AI is taking over all aspects of the digital world, shaping how we go through our daily lives. As a response, URI has begun developing new courses discussing the effects of AI in a variety of departments. Philosophy professor Prasasti Pandit has helped develop one of these courses: “AI and Ethics”, which will be offered as early as the spring 2026 semester and will be a certification course designed for business professionals.
With the continuous emergence of AI, unprecedented scenarios are emerging with moral and cognitive concerns. Throughout this course, Pandit will teach the module “Ethics and Responsible AI,” which will focus on bias and discrimination.
“I am thinking about how AI is so indispensable in our lives,” said Pandit. “My focus is on the bias and discrimination that creeps into machine programming and how that can harm others. We are just focusing on how we can make very effective, significant usage of AI in a morally responsible way.”
The relevance of developing technology and how to use it ethically is integrated into introductory courses as well, such as PHL 212: Big Ethics, which is coordinated and taught by Pandit. The class holds a capacity of 270 students and functions as a dual structure, dedicating sections of the semester to lectures and recitations of specific topics.
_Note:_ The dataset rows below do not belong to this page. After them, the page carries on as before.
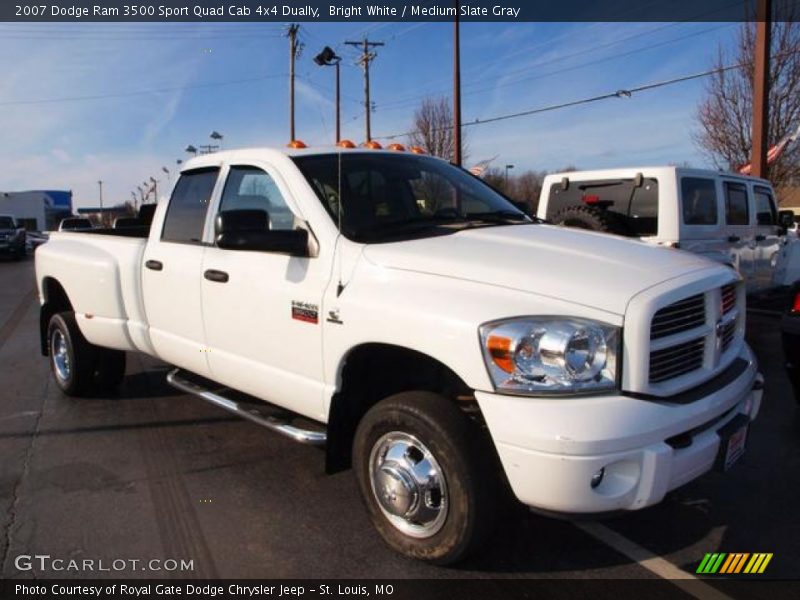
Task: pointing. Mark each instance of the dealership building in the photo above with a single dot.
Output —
(37, 210)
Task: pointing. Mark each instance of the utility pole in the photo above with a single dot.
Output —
(457, 90)
(292, 35)
(366, 58)
(761, 89)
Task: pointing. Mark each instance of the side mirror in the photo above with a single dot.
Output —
(247, 230)
(785, 219)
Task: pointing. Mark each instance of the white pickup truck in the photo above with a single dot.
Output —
(422, 328)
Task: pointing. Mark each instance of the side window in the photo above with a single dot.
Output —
(736, 204)
(766, 213)
(252, 188)
(699, 200)
(186, 214)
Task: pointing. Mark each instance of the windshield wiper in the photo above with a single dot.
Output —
(510, 217)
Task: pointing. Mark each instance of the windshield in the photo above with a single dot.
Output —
(385, 197)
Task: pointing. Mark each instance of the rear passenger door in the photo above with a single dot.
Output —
(739, 231)
(263, 326)
(171, 273)
(767, 240)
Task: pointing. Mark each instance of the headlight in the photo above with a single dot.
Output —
(550, 355)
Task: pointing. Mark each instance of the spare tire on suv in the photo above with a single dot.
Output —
(592, 218)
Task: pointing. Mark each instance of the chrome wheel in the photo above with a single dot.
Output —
(59, 352)
(409, 484)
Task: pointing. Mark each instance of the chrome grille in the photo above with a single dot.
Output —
(676, 360)
(728, 298)
(678, 317)
(728, 333)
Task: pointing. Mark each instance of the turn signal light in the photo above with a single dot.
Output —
(500, 351)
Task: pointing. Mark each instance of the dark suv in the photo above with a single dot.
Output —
(12, 238)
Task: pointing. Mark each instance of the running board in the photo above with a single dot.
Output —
(305, 436)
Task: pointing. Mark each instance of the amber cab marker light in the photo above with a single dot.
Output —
(500, 351)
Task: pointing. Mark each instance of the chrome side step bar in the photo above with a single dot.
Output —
(304, 436)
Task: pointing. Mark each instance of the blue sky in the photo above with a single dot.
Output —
(83, 102)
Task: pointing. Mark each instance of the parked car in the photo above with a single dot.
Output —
(728, 217)
(34, 239)
(12, 237)
(790, 333)
(423, 329)
(75, 223)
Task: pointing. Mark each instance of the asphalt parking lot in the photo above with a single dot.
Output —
(151, 473)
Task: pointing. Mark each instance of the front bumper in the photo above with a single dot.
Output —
(551, 448)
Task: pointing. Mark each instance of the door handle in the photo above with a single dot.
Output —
(214, 275)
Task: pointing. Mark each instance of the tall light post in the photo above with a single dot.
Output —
(217, 137)
(508, 168)
(329, 58)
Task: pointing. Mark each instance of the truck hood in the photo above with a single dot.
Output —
(593, 269)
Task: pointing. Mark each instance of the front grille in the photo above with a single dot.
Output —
(728, 333)
(728, 298)
(678, 317)
(676, 360)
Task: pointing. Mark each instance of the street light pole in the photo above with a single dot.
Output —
(457, 90)
(761, 89)
(508, 167)
(328, 58)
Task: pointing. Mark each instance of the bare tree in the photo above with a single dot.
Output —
(726, 115)
(433, 128)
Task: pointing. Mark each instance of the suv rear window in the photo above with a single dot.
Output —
(699, 201)
(736, 204)
(766, 214)
(636, 207)
(186, 214)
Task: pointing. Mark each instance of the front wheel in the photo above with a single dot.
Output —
(426, 475)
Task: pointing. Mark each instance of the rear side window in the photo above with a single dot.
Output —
(252, 188)
(699, 199)
(766, 213)
(736, 204)
(186, 214)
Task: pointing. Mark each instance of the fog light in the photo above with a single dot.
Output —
(597, 478)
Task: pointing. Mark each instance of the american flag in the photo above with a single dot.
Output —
(773, 153)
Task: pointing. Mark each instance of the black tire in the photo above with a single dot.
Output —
(591, 218)
(468, 468)
(81, 356)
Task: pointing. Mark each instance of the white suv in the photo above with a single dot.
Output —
(728, 217)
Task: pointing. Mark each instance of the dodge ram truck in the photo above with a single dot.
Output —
(402, 313)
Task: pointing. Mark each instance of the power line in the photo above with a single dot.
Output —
(139, 92)
(624, 93)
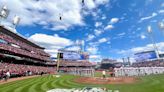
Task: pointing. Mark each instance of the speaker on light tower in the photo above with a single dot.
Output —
(16, 21)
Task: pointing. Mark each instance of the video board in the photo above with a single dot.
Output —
(73, 55)
(145, 55)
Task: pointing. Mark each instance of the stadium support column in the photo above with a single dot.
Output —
(149, 30)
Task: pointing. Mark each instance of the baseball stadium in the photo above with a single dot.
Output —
(45, 49)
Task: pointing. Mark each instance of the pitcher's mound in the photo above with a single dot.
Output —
(111, 80)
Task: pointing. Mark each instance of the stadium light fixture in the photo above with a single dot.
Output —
(4, 12)
(149, 29)
(16, 21)
(150, 32)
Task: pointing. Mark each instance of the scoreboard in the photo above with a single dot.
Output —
(72, 55)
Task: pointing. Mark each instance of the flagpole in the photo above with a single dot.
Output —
(58, 62)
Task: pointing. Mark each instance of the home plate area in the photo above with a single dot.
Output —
(86, 89)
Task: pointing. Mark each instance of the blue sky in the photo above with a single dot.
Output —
(107, 28)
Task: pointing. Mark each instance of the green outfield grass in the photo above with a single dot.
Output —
(153, 83)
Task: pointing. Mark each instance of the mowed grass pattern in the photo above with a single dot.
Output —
(153, 83)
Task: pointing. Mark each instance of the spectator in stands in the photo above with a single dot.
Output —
(104, 73)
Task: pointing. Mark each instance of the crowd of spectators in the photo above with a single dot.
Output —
(18, 70)
(154, 63)
(22, 48)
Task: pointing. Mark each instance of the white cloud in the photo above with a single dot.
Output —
(90, 37)
(143, 36)
(148, 17)
(98, 32)
(102, 40)
(94, 56)
(161, 11)
(47, 12)
(109, 27)
(114, 20)
(162, 5)
(122, 34)
(50, 43)
(97, 24)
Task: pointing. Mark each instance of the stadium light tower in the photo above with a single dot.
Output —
(161, 26)
(4, 12)
(150, 32)
(16, 21)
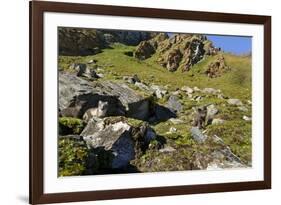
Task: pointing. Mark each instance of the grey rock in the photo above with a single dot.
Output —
(187, 89)
(84, 71)
(211, 112)
(197, 135)
(196, 89)
(176, 121)
(78, 95)
(246, 118)
(211, 91)
(132, 79)
(243, 108)
(174, 104)
(92, 61)
(142, 86)
(115, 138)
(172, 130)
(163, 113)
(167, 149)
(234, 102)
(158, 91)
(217, 121)
(197, 98)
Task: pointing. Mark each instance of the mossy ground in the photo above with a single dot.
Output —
(236, 83)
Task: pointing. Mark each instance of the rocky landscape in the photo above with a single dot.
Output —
(144, 102)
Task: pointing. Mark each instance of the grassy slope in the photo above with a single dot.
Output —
(234, 84)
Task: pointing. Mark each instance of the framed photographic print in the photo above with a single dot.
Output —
(139, 102)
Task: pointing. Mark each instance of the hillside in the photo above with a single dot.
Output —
(175, 137)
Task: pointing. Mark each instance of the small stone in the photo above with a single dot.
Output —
(92, 61)
(196, 89)
(174, 104)
(217, 121)
(176, 121)
(247, 118)
(211, 91)
(167, 149)
(142, 86)
(198, 135)
(243, 108)
(187, 89)
(235, 102)
(173, 130)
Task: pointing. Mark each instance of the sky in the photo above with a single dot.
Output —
(233, 44)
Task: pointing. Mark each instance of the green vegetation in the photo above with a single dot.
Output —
(237, 135)
(236, 83)
(72, 157)
(118, 61)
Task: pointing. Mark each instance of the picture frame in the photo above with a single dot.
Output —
(37, 194)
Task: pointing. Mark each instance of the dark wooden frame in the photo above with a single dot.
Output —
(37, 9)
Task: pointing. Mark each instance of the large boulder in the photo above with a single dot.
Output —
(119, 141)
(233, 101)
(174, 104)
(182, 51)
(217, 67)
(173, 60)
(77, 95)
(144, 50)
(114, 138)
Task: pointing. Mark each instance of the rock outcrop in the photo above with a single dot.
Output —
(78, 95)
(119, 141)
(82, 41)
(146, 48)
(79, 42)
(179, 51)
(217, 67)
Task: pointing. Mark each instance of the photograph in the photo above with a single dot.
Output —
(151, 101)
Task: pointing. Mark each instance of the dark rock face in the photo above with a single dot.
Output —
(78, 95)
(118, 141)
(114, 137)
(217, 68)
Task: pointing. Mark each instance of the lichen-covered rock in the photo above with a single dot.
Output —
(174, 104)
(82, 41)
(114, 138)
(217, 68)
(144, 50)
(78, 95)
(197, 135)
(118, 140)
(79, 42)
(233, 101)
(159, 91)
(183, 51)
(147, 48)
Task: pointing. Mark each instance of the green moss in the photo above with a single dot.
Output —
(134, 122)
(70, 125)
(237, 135)
(72, 157)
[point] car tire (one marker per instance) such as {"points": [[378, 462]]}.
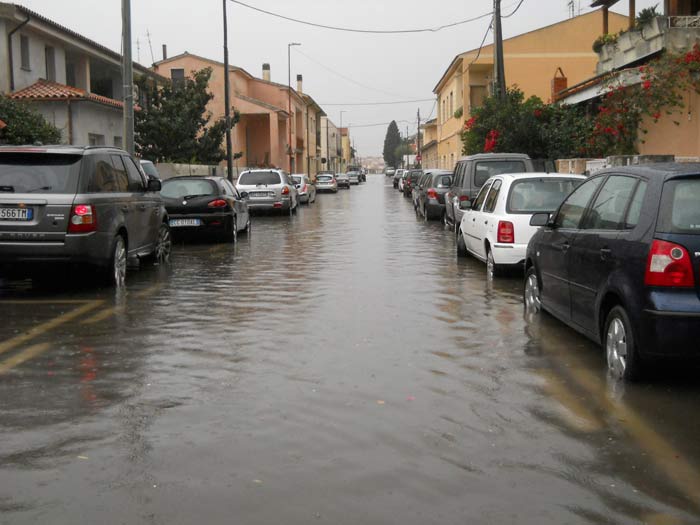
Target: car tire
{"points": [[622, 356], [115, 273], [532, 297], [461, 246]]}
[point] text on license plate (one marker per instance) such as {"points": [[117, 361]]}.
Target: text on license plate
{"points": [[16, 214], [178, 223]]}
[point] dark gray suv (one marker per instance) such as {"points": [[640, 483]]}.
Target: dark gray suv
{"points": [[67, 204]]}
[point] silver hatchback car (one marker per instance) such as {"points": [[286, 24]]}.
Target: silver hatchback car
{"points": [[67, 204], [268, 189]]}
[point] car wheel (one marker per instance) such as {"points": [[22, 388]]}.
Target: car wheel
{"points": [[623, 359], [164, 243], [461, 247], [492, 269], [115, 274], [531, 292]]}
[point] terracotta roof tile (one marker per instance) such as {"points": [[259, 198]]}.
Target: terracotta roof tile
{"points": [[47, 90]]}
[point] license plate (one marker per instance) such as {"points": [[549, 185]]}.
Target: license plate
{"points": [[178, 223], [16, 214]]}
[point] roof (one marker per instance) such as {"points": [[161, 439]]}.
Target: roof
{"points": [[45, 90], [6, 7]]}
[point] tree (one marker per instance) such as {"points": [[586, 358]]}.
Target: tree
{"points": [[24, 125], [174, 125], [391, 142]]}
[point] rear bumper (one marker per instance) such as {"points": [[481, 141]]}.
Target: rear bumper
{"points": [[92, 248]]}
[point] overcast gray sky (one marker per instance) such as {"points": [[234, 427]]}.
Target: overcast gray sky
{"points": [[396, 67]]}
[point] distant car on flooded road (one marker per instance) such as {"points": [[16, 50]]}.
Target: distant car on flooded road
{"points": [[620, 262]]}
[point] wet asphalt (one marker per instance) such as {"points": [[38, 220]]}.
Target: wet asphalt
{"points": [[340, 366]]}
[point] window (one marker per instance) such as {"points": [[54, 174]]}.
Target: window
{"points": [[571, 211], [136, 182], [491, 200], [24, 52], [177, 76], [96, 140], [480, 198], [50, 58], [610, 205]]}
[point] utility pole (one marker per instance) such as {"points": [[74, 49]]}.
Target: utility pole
{"points": [[499, 74], [128, 78], [227, 102]]}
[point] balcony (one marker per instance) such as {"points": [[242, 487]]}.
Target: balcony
{"points": [[675, 34]]}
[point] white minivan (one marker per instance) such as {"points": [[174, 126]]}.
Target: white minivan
{"points": [[495, 227]]}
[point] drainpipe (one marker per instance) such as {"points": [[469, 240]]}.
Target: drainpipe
{"points": [[9, 50]]}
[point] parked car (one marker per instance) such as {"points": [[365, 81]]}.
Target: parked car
{"points": [[149, 169], [495, 227], [620, 262], [470, 174], [268, 189], [343, 180], [398, 174], [411, 177], [326, 182], [204, 205], [68, 204], [430, 192], [306, 189]]}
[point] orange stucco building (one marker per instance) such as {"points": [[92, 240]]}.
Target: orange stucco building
{"points": [[531, 62]]}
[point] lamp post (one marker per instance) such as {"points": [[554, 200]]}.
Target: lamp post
{"points": [[289, 97]]}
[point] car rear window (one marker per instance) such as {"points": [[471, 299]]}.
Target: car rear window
{"points": [[257, 178], [39, 173], [539, 195], [487, 169], [179, 188], [680, 207]]}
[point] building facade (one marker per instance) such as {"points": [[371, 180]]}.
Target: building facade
{"points": [[531, 62]]}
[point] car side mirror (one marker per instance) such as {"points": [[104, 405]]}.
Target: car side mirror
{"points": [[540, 219], [153, 185]]}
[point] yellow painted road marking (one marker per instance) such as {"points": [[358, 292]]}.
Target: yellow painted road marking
{"points": [[47, 326], [25, 355]]}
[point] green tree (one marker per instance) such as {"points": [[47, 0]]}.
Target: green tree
{"points": [[175, 126], [391, 142], [24, 125]]}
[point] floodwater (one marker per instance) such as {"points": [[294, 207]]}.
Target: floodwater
{"points": [[339, 366]]}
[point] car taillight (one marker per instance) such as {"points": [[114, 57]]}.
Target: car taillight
{"points": [[506, 232], [83, 219], [669, 264]]}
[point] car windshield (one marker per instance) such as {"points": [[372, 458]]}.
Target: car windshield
{"points": [[259, 178], [39, 173], [179, 188], [680, 212], [539, 195]]}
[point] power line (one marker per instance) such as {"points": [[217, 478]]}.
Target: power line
{"points": [[372, 31], [344, 76], [381, 103]]}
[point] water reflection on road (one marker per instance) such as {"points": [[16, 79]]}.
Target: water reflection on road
{"points": [[341, 365]]}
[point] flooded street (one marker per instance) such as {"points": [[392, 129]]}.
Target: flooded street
{"points": [[340, 366]]}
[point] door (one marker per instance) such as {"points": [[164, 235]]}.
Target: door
{"points": [[594, 249], [554, 246], [473, 217]]}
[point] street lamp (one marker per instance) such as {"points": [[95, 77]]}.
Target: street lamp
{"points": [[289, 97]]}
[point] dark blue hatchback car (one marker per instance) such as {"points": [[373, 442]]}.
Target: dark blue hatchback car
{"points": [[620, 262]]}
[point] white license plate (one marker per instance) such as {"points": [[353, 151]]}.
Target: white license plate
{"points": [[178, 223], [16, 214]]}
“I just want to see how ethics comes alive,” Pandit said. “It’s not just grasping the ideas and theories, but how students can understand that it is a process of knowing one’s own self and the surrounding words, how they can interact with other people, their moral responsibility, compassionate, empathetic feeling.”
The course is tailored to aid students in their given field as well. Students studying nursing are able to choose to focus on medical ethics during recitations sections, giving them the skills to make more professionally more decisions that they may not develop during other required courses.
“I wanted to make a classroom that will be intellectually rigorous but very emotionally safe,” said Pandit. “I wanted to make sure that, even in the furthest corner of the gallery, every student can hear the voices and every student can feel that they are being seen.”
Joining the philosophy department in 2023, Pandit’s research focuses on finding converging points of deontology and virtue ethics to propose a more credible form of beneficence. Her recent research looks at the moral significance of emotions following Indian ethical tradition and Western tradition. Through this research, Pandit has developed another new course to introduce the philosophy curriculum. “East meets West”will compare western theories and Indian ethical principles to foster an environment that will give students a cross-cultural understanding.
Growing up in India, Pandit was inspired by the works of Dharma, Karmavāda, and Ahimsa, as they emphasized principles on duty, moral responsibility, compassion, the virtue of compassion and empathy. When conducting research for her PhD on Western tradition, she was surprised by how well these concepts fit within Western ethics.
“I feel like this kind of challenge has a beautiful reward that they will come to explore something different,” Pandit said. “[Students] will see how this Indian wisdom and ethical theories have so many things to offer, so many things to see, to analyze, to the problems we are facing in our real world.”